Confused about OOP and MVC

Hello all,

I’ve been learning and practising PHP for a few months now after following a series of online tutorials and I’ve been okay with it so far, however I haven’t made an application using OOP yet and I’m confused on how to design an application with classes and objects. The way I was taught was to use a sort of MVC structure where there is a file with functions to interact with a database, then to have controller code on each page to handle things like GET variables and then to have view code in include files to contain HTML output.

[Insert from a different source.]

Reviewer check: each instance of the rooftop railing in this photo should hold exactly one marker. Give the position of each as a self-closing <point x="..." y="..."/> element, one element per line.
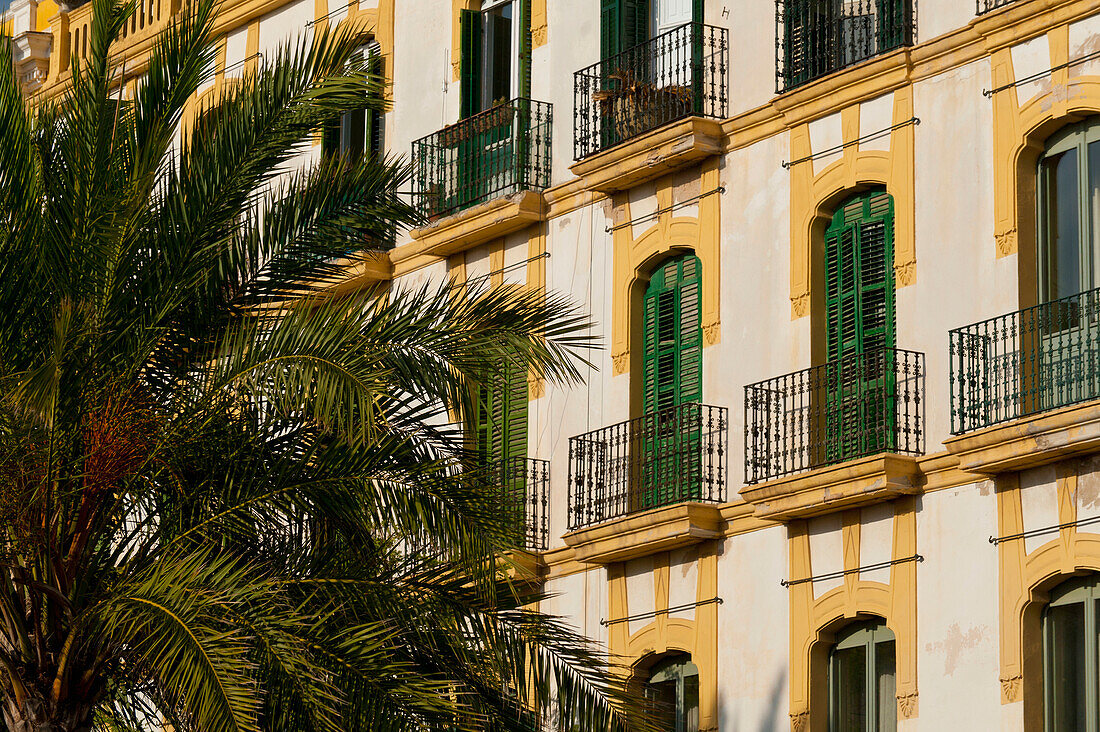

That’s how I was taught from an online code school. Unfortunately they don’t have an in depth tutorial on OOP, only very basic things like OOP syntax. So I had a search around on Google to try and find some tutorials and I think I have the basics of OOP figured out, but I can’t find any good examples of how to design a practical application using OOP.

I’m really just confused on how it all ties in with MVC. Do I have to use an MVC pattern when using objects and classes? Do I put stuff like view code in classes? Do I use MVC with OOP and if not, how should I design an application? Really need some help here

If anyone has any suggestions or examples they could give me I’d really appreciate it.

Thanks,
Adam

You don’t have to use neither of them, it all comes down to the application you are writing and how you are writing it.

I myself prefer an OOP approach using some application structure/pattern like MVC. Both because it’s logic that many programmers are familiar with, and since I like the natural dependency injection/modularization you get.

If you consider this controller:

[php]<?php

class UserController {

private $model;
private $request;
private $storage;
private $view;

public function __construct(Request $request, Storage $storage, View $view) {
$this->model = new UserModel;
$this->request = $request;
$this->view = $view;
}

public function create() {
  if ($this->request->method === 'POST') {
    $user = new UserEntity;
    $user->setName($this->request->data->name)
         ->setPassword($this->request->data->password);

    if ($this->model->create($user)) {
      $this->request->redirect('user/profile.html');
    }

    $this->view->set('errors', $this->model->getErrors());
  }

  $this->view->render('user/register.html', [
     'name' => $this->request->data->name,
     'password' => $this->request->data->password
  ]);
}

}[/php]

Here we just inject different parts of our logic into the controller.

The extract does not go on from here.